California Center for Innovative Transportation
Authors: Ikhlaq Sidhu, J.D. Margulici, David Jacobowitz, Carleton Wong, Rosemary DiPietrantonio
Existing procurement rules for the State of California are designed to use a fair, competitive bidding process to acquire the lowest priced goods and services. While this process is effective to purchase commodities or hire contractor for well‐defined jobs, it poses some challenges when an agency is attempting to obtain very innovative products. Almost by definition, innovative solutions are typically carried to market by a single firm, which may prevent further entries with intellectual property (IP) protection. In this situation, unless the innovation brings down the cost of an existing product, agencies may not be able to obtain multiple bids in a way that favors the innovator. Further, new product types may impose that specifications be written to facilitate procurement, a stretch of resources for public agencies.

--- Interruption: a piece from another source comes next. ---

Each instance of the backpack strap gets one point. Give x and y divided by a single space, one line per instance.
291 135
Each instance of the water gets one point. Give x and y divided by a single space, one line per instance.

With sponsorship from the California Department of Transportation (Caltrans), the California Center for Innovative Transportation (CCIT) and the Center for Entrepreneurship and Technology (CET), both at the University of California, Berkeley, investigated those challenges through selected case studies, and formulated recommendations accordingly. Those recommendations are divided into three categories. The first group can be implemented at the process level by Caltrans practitioners and research and development (R&D) project managers. The second set of recommendations addresses organizational challenges that may require coordination across multiple functional units. The third category is more speculative. It suggests changes that could be enacted at the legislative level to alleviate some of the pain involved in procuring innovative products and services.